Data alone won’t change doctor and patient behavior

GUEST POST from Arlen Meyers

Would displaying the calorie count of menu items make you eat healthier food? Does weighing yourself every day make you lose weight? Does having a Fitbit or pedometer make you exercise more? The answer is probably no, but, that does not necessarily mean we should throw the baby out with the bathwater, According to some, there are some tactics that can help data motivate people to change

  1. Finding our what data matters to a particular person.
  2. Using peer pressure when sharing and comparing data
  3. Displaying the data in a format. time and place that is more impactful to a person than another way
  4. Timing the delivery of the data e.g. at the point of care via EMRs
  5. The proper use of warnings and alerts that don’t create alarm fatigue
  6. Personalized carrots and sticks that link the data to incentives or disincentives to change
  7. Finding people who have the most pain and are willing to change to nudge them over the edge
  8. Behavioral economic techniques e .g. gamification.
  9. Linking data to emotional triggers driving change
  10. Using techniques to remove unconscious bias in making decisions
  11. Finding the right technologies, like infrared sensors in spigots,to monitoring hand washing before entering an ICU
  12. Spreading good habits and interfering with bad habits using social media to create social contagion.
  13. Clarifying the “why” change is necessary
  14. Creating a vision of the result of the “what if”
  15. Involving end users early in helping to design the change process

To move people you have to WATER the planted

  1. They have to be willing, preferably internally motivated
  2. They have to be able
  3. They have to have a trigger
  4. They have to have an expectancy of a reward
  5. They have to be reinforced so they don’t lapse back into bad behaviors.

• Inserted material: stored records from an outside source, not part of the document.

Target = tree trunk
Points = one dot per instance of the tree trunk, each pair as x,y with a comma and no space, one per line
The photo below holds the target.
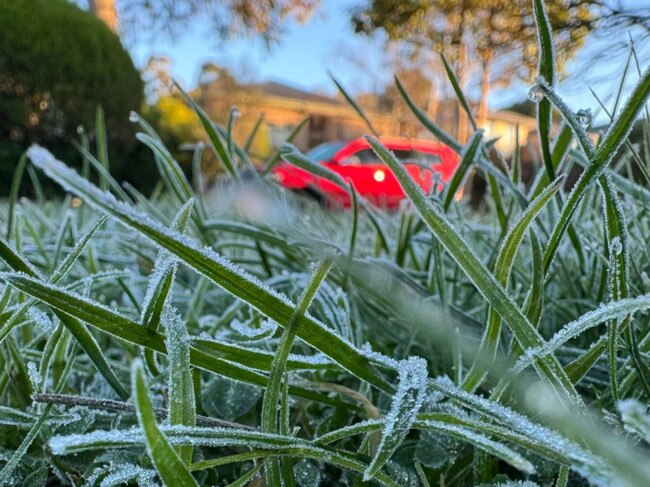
105,11
463,120
485,95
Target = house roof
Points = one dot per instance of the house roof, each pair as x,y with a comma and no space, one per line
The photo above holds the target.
282,90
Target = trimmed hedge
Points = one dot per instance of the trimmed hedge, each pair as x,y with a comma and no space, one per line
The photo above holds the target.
57,64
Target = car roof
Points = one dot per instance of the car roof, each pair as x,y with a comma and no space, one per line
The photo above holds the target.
393,143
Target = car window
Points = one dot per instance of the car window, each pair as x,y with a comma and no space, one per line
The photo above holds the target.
368,156
324,152
425,158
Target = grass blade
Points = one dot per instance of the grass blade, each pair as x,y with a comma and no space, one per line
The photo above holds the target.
523,330
216,268
173,472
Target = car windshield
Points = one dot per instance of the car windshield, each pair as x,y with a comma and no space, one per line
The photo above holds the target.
324,152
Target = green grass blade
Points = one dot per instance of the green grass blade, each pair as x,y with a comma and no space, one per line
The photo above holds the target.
485,282
173,472
182,408
440,134
546,68
217,269
102,146
502,269
468,157
81,334
405,405
606,150
271,399
218,142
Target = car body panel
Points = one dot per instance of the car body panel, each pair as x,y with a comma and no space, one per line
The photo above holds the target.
426,161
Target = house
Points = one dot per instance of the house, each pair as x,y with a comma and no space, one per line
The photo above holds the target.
283,107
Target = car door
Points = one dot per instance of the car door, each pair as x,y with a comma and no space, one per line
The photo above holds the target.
371,177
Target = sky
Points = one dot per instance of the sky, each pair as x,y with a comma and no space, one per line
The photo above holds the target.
307,52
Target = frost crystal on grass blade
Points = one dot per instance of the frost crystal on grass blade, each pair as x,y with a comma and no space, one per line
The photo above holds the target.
34,375
635,417
405,405
603,313
266,329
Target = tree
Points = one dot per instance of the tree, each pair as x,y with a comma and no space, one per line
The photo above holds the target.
227,17
500,34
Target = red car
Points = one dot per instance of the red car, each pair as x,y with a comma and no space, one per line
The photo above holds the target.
355,161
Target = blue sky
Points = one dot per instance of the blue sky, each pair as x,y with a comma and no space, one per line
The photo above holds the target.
306,52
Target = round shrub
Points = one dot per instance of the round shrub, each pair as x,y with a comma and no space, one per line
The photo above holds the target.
57,64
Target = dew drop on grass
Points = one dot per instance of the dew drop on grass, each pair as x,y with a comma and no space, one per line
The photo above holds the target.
584,117
535,94
34,375
616,246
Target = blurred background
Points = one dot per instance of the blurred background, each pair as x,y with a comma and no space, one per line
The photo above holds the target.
274,60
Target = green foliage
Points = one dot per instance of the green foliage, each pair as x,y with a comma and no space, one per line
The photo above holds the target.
57,64
428,344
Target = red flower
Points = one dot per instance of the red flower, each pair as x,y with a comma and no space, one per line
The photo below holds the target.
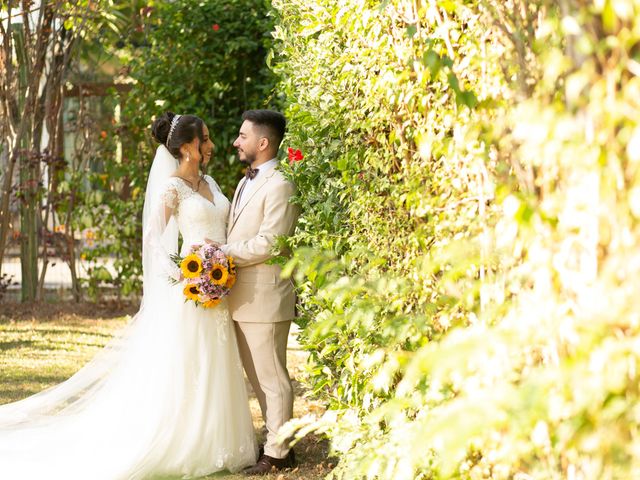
294,155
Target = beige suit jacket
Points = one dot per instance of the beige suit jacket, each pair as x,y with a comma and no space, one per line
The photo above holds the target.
260,295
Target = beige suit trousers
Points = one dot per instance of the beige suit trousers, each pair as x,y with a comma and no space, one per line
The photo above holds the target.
263,348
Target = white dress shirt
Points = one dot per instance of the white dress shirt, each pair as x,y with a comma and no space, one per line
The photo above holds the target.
251,184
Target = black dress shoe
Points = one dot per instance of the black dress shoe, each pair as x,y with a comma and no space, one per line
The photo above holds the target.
268,464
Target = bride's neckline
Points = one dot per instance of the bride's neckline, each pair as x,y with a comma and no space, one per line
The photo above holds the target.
194,192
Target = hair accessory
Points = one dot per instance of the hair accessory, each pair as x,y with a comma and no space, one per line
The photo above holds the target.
174,122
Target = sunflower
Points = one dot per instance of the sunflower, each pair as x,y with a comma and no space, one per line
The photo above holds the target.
191,266
191,291
218,274
211,303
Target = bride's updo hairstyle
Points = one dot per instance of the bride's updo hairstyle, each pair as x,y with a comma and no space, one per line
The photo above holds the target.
185,129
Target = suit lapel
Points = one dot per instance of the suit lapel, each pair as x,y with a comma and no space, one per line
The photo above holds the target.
236,214
235,196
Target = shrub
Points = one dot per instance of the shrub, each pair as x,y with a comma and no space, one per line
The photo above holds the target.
467,255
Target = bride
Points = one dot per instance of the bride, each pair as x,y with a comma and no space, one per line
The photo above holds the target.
167,396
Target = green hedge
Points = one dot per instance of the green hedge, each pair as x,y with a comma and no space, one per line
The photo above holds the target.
467,254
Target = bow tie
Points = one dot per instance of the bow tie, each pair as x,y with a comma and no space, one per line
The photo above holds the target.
251,173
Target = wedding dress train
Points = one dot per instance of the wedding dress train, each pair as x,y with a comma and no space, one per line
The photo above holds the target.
166,397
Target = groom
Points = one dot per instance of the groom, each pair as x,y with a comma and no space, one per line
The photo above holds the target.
261,303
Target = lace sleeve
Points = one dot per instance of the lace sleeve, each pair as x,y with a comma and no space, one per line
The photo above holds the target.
160,237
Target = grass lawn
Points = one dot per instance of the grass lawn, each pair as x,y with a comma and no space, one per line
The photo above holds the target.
44,344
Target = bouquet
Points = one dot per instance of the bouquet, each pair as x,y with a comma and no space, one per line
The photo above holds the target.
208,274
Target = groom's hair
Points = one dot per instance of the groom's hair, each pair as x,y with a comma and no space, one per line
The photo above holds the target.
271,123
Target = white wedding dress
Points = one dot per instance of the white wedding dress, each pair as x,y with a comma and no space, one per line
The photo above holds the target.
166,398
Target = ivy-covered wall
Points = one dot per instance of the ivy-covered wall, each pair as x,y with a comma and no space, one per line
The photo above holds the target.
467,256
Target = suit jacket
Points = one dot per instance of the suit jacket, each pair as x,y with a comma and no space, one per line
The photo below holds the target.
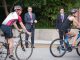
59,21
27,20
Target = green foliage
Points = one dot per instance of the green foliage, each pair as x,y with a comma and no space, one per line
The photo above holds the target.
47,10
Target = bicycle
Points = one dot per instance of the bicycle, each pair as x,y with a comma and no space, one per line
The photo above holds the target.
4,50
21,51
58,50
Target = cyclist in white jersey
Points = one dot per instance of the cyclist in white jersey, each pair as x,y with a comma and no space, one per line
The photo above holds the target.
7,30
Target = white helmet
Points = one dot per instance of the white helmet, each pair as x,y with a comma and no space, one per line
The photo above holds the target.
17,7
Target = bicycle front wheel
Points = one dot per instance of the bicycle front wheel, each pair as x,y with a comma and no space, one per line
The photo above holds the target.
78,48
56,49
23,52
3,51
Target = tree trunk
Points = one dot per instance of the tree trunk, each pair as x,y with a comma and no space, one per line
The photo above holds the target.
5,7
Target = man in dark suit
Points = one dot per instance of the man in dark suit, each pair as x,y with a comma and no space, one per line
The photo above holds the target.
60,20
30,20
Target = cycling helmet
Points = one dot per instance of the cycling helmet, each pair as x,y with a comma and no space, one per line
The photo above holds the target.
17,7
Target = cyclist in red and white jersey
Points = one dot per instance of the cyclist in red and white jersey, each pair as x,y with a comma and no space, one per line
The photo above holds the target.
10,20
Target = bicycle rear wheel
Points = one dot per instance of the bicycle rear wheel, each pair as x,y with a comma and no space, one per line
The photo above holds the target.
78,48
56,49
23,53
3,51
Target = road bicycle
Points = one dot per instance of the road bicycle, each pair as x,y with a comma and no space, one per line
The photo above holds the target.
21,51
4,50
58,50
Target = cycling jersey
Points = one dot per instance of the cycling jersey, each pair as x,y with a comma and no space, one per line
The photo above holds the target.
66,25
11,18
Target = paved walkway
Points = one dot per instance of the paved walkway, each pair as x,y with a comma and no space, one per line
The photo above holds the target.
44,54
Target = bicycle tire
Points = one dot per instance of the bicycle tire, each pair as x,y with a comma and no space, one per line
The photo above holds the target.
52,45
78,48
3,51
30,48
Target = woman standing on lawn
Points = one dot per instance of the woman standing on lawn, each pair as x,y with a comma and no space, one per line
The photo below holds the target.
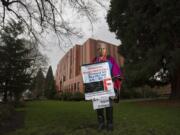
115,71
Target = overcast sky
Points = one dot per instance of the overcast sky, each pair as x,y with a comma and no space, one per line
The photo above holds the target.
101,31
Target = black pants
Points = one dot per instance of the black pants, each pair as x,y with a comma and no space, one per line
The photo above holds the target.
109,115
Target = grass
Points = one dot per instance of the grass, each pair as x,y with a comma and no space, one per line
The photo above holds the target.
78,118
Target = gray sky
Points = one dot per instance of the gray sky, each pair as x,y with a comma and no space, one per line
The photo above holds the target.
101,31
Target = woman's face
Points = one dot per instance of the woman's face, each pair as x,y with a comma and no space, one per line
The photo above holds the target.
102,51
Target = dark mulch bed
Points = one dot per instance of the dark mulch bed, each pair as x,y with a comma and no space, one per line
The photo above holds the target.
15,121
162,102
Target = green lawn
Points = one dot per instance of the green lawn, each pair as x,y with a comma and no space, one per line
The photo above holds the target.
78,118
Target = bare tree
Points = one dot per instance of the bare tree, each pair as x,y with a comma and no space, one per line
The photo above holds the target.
41,16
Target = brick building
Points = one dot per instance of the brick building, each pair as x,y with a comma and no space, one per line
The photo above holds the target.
68,73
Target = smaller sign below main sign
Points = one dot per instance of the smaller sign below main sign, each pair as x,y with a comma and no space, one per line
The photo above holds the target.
100,102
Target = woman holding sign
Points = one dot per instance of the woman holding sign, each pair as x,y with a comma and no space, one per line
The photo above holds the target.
115,73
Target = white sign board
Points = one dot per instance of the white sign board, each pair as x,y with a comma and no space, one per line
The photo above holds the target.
101,102
97,80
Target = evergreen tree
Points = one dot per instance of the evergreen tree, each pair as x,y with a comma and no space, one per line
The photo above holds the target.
14,61
50,90
149,31
38,85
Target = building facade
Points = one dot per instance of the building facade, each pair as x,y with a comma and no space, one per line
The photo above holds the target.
68,74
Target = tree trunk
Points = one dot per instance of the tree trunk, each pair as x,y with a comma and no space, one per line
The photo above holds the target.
175,85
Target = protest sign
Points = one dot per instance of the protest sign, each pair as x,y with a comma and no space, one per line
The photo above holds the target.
97,80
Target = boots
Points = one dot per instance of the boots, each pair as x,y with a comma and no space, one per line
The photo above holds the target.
109,117
100,116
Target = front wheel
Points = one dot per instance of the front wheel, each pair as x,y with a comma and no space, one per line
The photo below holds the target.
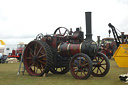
81,66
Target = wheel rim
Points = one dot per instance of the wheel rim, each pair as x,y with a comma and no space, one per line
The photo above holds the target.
101,65
35,58
81,67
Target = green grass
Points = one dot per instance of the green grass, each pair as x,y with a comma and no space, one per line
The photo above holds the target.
8,76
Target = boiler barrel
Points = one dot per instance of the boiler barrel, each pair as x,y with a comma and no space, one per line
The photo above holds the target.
70,49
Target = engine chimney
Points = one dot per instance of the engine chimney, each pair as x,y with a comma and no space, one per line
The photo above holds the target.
88,25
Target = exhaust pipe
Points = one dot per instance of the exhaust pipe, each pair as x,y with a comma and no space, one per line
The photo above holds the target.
88,25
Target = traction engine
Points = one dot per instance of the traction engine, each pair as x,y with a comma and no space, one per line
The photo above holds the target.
66,50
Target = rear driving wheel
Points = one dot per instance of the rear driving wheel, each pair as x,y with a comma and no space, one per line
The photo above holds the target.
101,65
81,66
37,58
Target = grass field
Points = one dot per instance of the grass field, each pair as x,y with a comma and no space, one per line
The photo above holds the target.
8,76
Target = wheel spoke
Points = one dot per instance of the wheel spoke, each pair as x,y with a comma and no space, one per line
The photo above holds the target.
42,56
42,62
83,72
29,58
103,64
59,31
65,32
31,65
35,49
94,68
39,51
37,68
31,51
97,70
103,67
100,70
102,61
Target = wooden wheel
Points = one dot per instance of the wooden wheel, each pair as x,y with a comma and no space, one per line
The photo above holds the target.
37,58
101,65
81,66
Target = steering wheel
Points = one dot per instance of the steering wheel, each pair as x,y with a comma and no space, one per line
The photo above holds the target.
61,31
39,36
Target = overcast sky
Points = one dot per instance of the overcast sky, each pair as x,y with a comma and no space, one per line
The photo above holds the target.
22,20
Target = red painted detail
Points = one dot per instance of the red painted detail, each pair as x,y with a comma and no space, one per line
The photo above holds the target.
68,50
74,49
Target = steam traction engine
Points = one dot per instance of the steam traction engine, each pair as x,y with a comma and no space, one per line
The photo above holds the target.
66,50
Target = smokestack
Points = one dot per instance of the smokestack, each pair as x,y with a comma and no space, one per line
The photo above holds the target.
88,25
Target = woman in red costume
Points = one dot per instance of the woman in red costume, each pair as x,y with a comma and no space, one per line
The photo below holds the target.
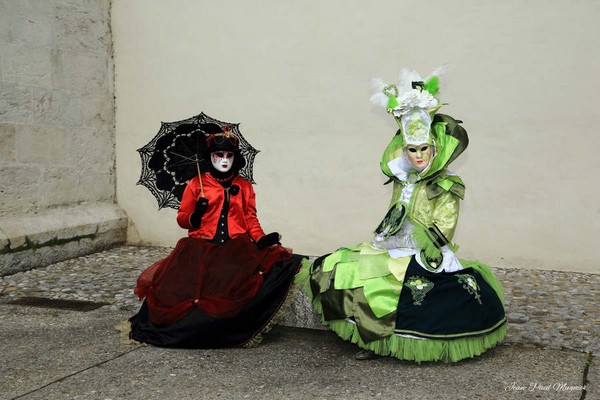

Here are some more tips on how to break up with your bad habits.

Everyone knows that changing your own or someone else’s behavior is a Herculean task. Sick care data scientists and population health entrepreneurs driving the connected health movement will need a lot more tools than just displaying data to make a difference. Plus, achieving he quintuple aim will mean not just changing doctor and patient behavior, but also making sure that the new behavior translates into value.